An Interview with Sue Ryder, Retail Employer of the Year
We speak to Katy Faulkner, Head of Retail Operations at Sue Ryder, about their Retail Employer of the Year award at this year’s inaugural People in Retail Awards.
“Your people are your greatest asset, and when you empower them to be their authentic selves and contribute to your organisation’s goals, great things happen”.
Sue Ryder’s remarkable achievement reflects a remarkable alignment of values, resources, and innovation to drive both employee engagement and commercial success.
The judging panel felt that Sue Ryder’s commitment to investing in its people and nurturing a collaborative culture stood out as a beacon of excellence. This award acknowledges their dedication to creating an unparalleled retail journey for customers, and we’re delighted to delve into their insights with Katy Faulkner, who will share more about their values, achievements, and inclusive practices.
Charity retail is indispensable to the UK’s economic and retail landscape, contributing not only financially but also by fostering community connections, promoting sustainability, and supporting employment and volunteering opportunities.
Katy, congratulations on your recent win at the People in Retail Awards. It’s a remarkable achievement. How does it feel to be recognised?
Thank you so much! We are absolutely thrilled to bits to have been recognised among mainstream retailers. It goes to show that a charity like Sue Ryder can stay focused on its true purpose, which for us is being there for more people and delivering more care, while maintaining a successful retail operation with a turnover of over £50 million a year. It’s all about putting people at the heart of what we do, and that’s something we’re incredibly proud of.
Can you tell us more about the values that drive Sue Ryder?
Our values at Sue Ryder are to be supportive, impactful, and connected. We believe that every member of our team can make an impact in their own way, whether they’re a nurse in one of our hospices, a bereavement counsellor, or one of our shop colleagues. We’re all making a positive impact in various aspects of our work. Additionally, we support each other and work collaboratively, both internally and externally, to achieve our goals. Our behaviours are closely aligned with these values, and they play a significant role in our performance reviews.

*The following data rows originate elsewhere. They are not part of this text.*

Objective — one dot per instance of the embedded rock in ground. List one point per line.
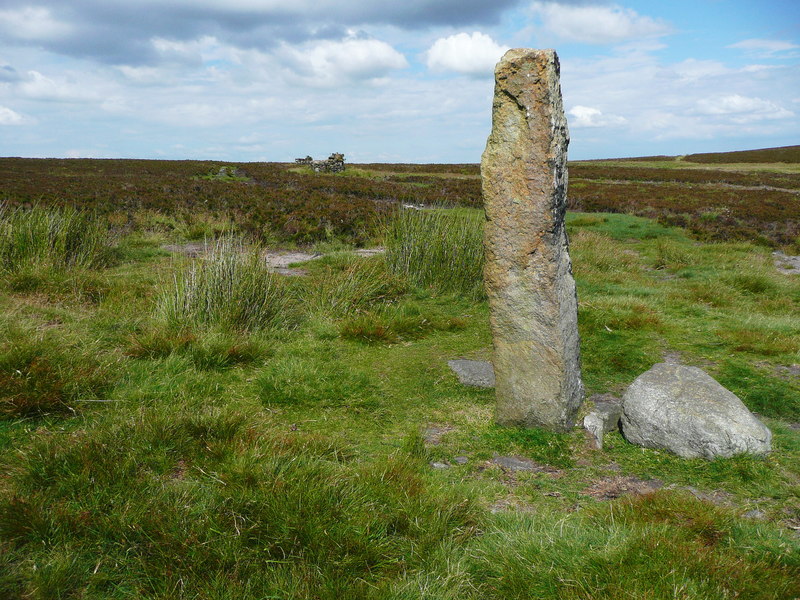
(604, 418)
(477, 373)
(528, 271)
(685, 411)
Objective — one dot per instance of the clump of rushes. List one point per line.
(352, 287)
(438, 249)
(49, 238)
(232, 288)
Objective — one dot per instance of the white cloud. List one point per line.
(470, 54)
(586, 116)
(9, 117)
(597, 24)
(329, 63)
(40, 87)
(766, 48)
(32, 24)
(741, 109)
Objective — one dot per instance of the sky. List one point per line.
(391, 81)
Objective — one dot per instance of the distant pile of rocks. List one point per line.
(334, 163)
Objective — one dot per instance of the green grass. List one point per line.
(203, 429)
(56, 240)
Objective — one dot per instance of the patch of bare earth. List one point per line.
(277, 260)
(609, 488)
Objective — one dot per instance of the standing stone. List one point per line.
(534, 308)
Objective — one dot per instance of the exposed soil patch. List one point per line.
(520, 463)
(277, 260)
(610, 488)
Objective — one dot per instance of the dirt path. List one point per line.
(277, 260)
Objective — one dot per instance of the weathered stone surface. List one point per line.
(528, 270)
(603, 418)
(477, 373)
(684, 410)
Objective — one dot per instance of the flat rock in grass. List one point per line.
(475, 373)
(685, 411)
(604, 418)
(520, 463)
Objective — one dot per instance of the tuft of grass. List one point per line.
(346, 285)
(671, 254)
(597, 253)
(406, 322)
(208, 351)
(763, 393)
(656, 546)
(42, 375)
(203, 504)
(41, 239)
(231, 288)
(316, 381)
(439, 249)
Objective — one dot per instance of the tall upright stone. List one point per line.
(534, 308)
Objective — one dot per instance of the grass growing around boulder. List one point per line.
(204, 429)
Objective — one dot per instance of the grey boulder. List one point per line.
(604, 418)
(685, 411)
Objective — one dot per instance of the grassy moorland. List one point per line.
(178, 427)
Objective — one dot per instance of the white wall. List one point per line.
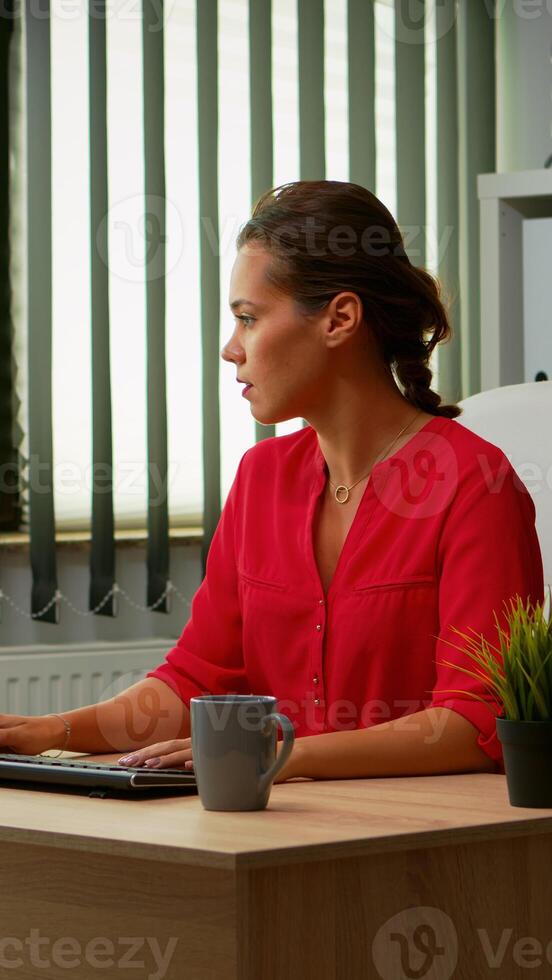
(73, 579)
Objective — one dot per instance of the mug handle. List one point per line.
(289, 738)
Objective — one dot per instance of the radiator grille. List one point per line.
(37, 679)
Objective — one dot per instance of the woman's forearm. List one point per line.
(148, 711)
(437, 740)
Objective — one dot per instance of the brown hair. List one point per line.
(329, 236)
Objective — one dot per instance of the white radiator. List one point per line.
(37, 679)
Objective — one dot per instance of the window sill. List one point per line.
(137, 537)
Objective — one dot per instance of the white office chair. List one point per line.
(518, 419)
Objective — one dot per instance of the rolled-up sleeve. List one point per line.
(208, 658)
(488, 553)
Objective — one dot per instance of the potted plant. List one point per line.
(518, 674)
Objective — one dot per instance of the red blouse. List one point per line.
(443, 534)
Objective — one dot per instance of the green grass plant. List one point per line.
(517, 672)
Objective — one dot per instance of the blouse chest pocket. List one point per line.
(411, 581)
(261, 583)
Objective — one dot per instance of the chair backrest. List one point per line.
(518, 419)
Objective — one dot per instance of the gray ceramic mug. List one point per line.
(234, 749)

You recently increased wages by 12%. Could you talk us through the motivation and impact of that?
We have around 400 stores, and at any given time, we employ approximately 800 staff. It’s worth mentioning that our vacancies are at a record low, and we also have around 6,000 volunteers working in our retail operations. These volunteers play a crucial role in our organisation, and many of them transition into paid roles within Sue Ryder.

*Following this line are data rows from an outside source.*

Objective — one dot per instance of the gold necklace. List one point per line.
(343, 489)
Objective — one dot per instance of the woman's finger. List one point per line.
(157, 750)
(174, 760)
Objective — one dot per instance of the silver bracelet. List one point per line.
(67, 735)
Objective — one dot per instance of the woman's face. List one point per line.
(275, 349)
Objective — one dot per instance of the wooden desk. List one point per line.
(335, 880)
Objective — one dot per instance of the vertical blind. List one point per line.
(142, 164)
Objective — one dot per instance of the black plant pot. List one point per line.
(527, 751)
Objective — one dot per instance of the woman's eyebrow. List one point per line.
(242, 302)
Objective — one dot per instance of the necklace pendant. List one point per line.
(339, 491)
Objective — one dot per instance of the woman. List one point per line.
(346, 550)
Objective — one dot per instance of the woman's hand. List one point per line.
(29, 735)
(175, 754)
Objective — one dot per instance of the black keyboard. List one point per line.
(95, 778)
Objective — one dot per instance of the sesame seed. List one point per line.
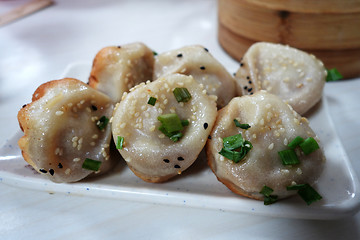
(271, 146)
(59, 113)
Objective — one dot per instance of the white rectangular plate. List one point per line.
(198, 186)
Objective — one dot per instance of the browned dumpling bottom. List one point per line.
(63, 125)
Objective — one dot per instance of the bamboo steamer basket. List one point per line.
(329, 29)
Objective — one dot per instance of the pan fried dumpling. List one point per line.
(65, 124)
(273, 125)
(163, 125)
(293, 75)
(117, 69)
(202, 66)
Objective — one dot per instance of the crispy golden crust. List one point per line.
(59, 126)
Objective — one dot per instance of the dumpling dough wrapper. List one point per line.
(61, 130)
(295, 76)
(116, 69)
(150, 154)
(274, 124)
(198, 62)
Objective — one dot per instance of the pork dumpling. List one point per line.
(273, 125)
(65, 124)
(293, 75)
(117, 69)
(161, 127)
(199, 63)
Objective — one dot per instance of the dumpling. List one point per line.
(273, 125)
(161, 127)
(117, 69)
(202, 66)
(293, 75)
(64, 126)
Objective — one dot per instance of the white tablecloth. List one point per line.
(37, 48)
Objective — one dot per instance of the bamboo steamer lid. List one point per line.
(329, 29)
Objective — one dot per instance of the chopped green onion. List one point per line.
(296, 142)
(90, 164)
(171, 122)
(235, 148)
(309, 145)
(182, 94)
(268, 198)
(295, 187)
(233, 142)
(306, 192)
(241, 125)
(120, 142)
(152, 101)
(103, 121)
(333, 75)
(288, 157)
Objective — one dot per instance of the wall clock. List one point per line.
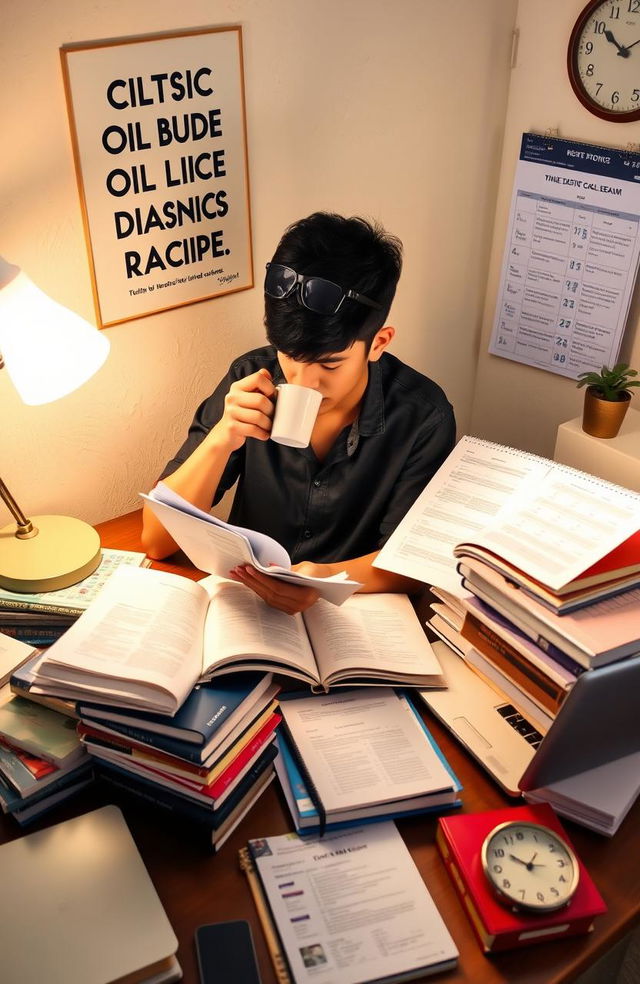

The decision to increase our salary costs by 12% was motivated by our desire to compete effectively in the retail job market. We understand that our employees, whether they come through the volunteering route or not, have choices when it comes to employment. By offering competitive salaries, we ensure that we can attract and retain the best talent.

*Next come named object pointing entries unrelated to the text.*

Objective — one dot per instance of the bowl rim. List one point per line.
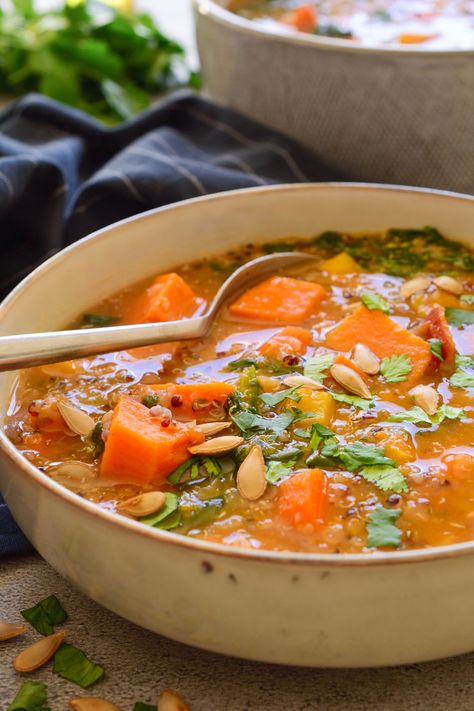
(323, 560)
(229, 19)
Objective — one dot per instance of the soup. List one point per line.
(329, 410)
(434, 24)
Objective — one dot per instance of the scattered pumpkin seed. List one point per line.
(39, 653)
(251, 480)
(143, 504)
(9, 630)
(350, 380)
(218, 445)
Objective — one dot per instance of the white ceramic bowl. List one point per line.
(389, 114)
(305, 609)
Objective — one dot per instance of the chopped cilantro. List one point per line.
(45, 615)
(32, 696)
(316, 365)
(72, 664)
(374, 302)
(167, 517)
(395, 368)
(459, 317)
(381, 528)
(436, 346)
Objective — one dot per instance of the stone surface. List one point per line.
(138, 664)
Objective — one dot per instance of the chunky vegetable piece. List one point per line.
(348, 430)
(279, 299)
(143, 448)
(383, 336)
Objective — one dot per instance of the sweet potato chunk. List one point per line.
(279, 299)
(140, 449)
(383, 336)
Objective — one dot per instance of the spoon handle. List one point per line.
(26, 350)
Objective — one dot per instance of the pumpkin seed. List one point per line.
(171, 701)
(143, 505)
(218, 445)
(78, 421)
(452, 286)
(39, 653)
(9, 630)
(413, 285)
(91, 703)
(427, 398)
(296, 381)
(350, 380)
(251, 481)
(365, 359)
(210, 428)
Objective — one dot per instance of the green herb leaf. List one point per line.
(436, 346)
(72, 664)
(381, 528)
(315, 366)
(396, 368)
(459, 317)
(32, 696)
(165, 518)
(386, 477)
(353, 400)
(45, 615)
(374, 302)
(276, 471)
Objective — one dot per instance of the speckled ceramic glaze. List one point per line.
(399, 114)
(306, 609)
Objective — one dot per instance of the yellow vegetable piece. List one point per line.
(319, 402)
(342, 263)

What sets us apart is that we combine the commerciality of working for a retailer with the added purpose of supporting our charity’s services. Our shop managers, for example, have the autonomy to run their own shop floors and windows, making their roles both challenging and fulfilling.
Can you share more about how you champion inclusivity and diversity within Sue Ryder, especially in your retail stores?
Inclusivity and diversity are at the heart of our organisation, and we really work hard to make every member of our team feel valued and supported. We have four network groups, including the People of Disabilities network, which I co-chair. These groups play a vital role in shaping our Equity, Diversity, and Inclusion (EDI) initiatives. It’s important to note that our commitment to EDI extends across the entire charity, including our retail stores.
We introduced the use of Inclusion Passports, a document designed to help staff thrive at work. These passports allow colleagues to capture what helps them perform best, feel included, and get the support and adjustments they need when working or volunteering at Sue Ryder. The Inclusion Passport enables colleagues to manage workplace challenges, such as health conditions or caregiving responsibilities, while reducing the need for repeated conversations and arrangements when changing managers.
In 2023, we launched our Rainbow Badge initiative which creates a safe space for people in the LGBTQ+ community to discuss their identities with team members across the organisation, building a more open and supportive work environment. Anyone wearing this badge would have undergone additional training.
How do you ensure that the values and EDI initiatives are effectively communicated to your teams, especially in your numerous retail locations?
Communicating across busy dispersed retail teams can be a challenge, but it’s one we take on eagerly. We make sure to share information electronically, provide paper copies of important materials, and include these topics in our team meetings. For instance, the Inclusion Passport, which has been a key tool for promoting equity, is now a compulsory part of our performance reviews. It’s also about creating safe spaces for our team members to have open and honest conversations.
Finally, what advice would you give to other retailers looking to replicate Sue Ryder’s success in creating a people-focused and values-driven organisation?
I would say, start from the bottom and go upwards. The key to our success lies in listening to our people and allowing them to shape our initiatives. Start with a desire for equity, not just equality, and be prepared to ask the difficult questions. Listen to your teams, understand their needs, and be willing to make changes even if it means being uncomfortable at times.
Your people are your greatest asset, and when you empower them to be their authentic selves and contribute to your organisation’s goals, great things happen.